A furor is obviously escalating as to who gets diagnosed for what, psychiatrically speaking. In particular, the New York Times on Jan. 25, 2012 had a front page article by Benedict Carey, entitled "Grief Could Join List of Disorders," which includes the current discussion of whether grief and its agony could and should be considered a part of depression and thus be funded by insurances for medical and therapeutic treatment.
It seems noteworthy that the anguish and utter despair which are often a part of bereftness do not currently qualify for insurance benefits unless they are part of a disorder. This means that in order to account for funding possibilities, the only way presently open is to further pathologize one more human condition which simply and not, at times requires professional care. Grief, like some other conditions of human stress to the max, requires professional intervention all the more when there is no context for family or friend supports. And few of us are equipped or encouraged to show care for raw emotions, leaving us all in need for help with our resilience in the face of deep feeling in general.
But just as important is the fact that we live in a society which at present exacerbates the pressures on people of all ages to perform according to standards which are often arbitrary. That means that aside from issues of grief and disappointment that are part of any life's journey, we have all kinds of "disorders" coming from a twisted mentality that puts performance above a child's unique learning styles and emotional needs. Thereby we can "treat" depressed kids, or bullies for that matter (Hmm, what does the psychiatric diagnosis need to be there?), or not, but rarely if ever do we take a look at how culturally we may be causing some of the conditions we are diagnosing.

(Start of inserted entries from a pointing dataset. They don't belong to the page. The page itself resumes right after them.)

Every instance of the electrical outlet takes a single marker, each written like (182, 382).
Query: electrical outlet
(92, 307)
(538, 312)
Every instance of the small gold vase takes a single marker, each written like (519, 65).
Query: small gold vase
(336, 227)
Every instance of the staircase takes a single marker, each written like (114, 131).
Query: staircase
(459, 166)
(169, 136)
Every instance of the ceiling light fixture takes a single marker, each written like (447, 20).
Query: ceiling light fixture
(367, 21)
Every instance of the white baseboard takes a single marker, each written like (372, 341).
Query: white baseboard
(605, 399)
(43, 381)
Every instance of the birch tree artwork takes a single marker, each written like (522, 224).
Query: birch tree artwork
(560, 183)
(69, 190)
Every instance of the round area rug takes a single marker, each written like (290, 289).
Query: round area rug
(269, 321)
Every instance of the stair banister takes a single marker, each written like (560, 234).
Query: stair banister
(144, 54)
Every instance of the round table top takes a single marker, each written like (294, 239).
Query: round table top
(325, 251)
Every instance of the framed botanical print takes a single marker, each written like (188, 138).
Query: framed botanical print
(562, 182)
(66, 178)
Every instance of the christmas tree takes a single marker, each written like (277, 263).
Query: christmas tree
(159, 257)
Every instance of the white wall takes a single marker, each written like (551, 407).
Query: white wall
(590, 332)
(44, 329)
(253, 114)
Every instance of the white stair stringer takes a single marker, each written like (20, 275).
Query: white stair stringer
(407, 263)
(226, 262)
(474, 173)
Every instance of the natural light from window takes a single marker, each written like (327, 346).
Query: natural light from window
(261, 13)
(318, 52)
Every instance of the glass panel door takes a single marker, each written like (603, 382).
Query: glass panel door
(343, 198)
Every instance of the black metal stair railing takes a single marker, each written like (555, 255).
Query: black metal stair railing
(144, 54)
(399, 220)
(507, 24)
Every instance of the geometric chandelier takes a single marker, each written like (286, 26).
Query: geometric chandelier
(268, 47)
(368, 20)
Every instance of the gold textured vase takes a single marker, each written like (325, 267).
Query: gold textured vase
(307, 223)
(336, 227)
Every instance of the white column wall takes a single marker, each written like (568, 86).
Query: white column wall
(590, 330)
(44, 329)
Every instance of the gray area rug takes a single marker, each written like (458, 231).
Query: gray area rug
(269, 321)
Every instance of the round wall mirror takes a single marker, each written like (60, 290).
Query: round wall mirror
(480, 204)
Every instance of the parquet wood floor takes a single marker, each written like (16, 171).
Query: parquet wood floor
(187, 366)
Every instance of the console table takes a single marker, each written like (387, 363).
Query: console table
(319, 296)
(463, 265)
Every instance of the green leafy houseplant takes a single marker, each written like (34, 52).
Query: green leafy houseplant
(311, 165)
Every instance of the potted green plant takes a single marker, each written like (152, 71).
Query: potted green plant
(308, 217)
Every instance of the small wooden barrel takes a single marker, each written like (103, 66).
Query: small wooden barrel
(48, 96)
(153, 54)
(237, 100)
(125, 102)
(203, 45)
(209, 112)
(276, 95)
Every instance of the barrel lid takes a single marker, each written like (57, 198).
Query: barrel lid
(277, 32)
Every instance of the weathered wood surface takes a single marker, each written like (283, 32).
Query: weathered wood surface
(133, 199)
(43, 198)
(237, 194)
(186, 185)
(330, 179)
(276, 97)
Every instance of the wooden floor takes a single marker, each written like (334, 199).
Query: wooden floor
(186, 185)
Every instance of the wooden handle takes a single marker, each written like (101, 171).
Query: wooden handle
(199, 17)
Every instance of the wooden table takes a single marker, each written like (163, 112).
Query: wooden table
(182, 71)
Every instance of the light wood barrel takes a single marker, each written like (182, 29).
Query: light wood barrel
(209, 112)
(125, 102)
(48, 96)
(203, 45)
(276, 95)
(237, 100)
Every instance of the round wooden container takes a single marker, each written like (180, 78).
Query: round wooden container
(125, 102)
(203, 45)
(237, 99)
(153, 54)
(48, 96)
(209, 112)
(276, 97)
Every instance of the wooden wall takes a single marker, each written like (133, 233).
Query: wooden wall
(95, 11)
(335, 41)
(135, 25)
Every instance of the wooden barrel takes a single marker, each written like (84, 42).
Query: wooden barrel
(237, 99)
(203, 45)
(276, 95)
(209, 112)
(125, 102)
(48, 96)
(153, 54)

Under the present system of diagnosis, as the article states, "... a depression diagnosis requires that a person have five of nine symptoms -- which include sleeping problems, a feeling of worthlessness, and a loss of concentration -- for two weeks or more." Now, this isn't meant to be a critique of the article or of the studies or of the bickering and money issues involved in diagnosis, but rather to raise a question about just who diagnoses whom in our nation and beyond. For instance, those of us involved in mental health know that psychopathic people, who are known for their lack of guilt combined with opportunistic and/or compulsive antisocial actions, are notorious for not seeking out mental health. Hey, this might be a warning sign.
For the purpose of this piece, my question is about when we who are in one aspect of the mental health field might come to demand attention be paid to the sick elements in our society at large. What would happen if we face, not only issues of depression and even grief and the more serious illnesses of people who most frequently seek help, but also the more conditions and people more subtle and less amenable to asking for and accepting any care at all? What about the leaders in our nation who have too little guilt, and who perpetuate a system whereby grandiosity wins the day? And what about the additional fact that religious beliefs are preempting scientific evidence for so many of our people?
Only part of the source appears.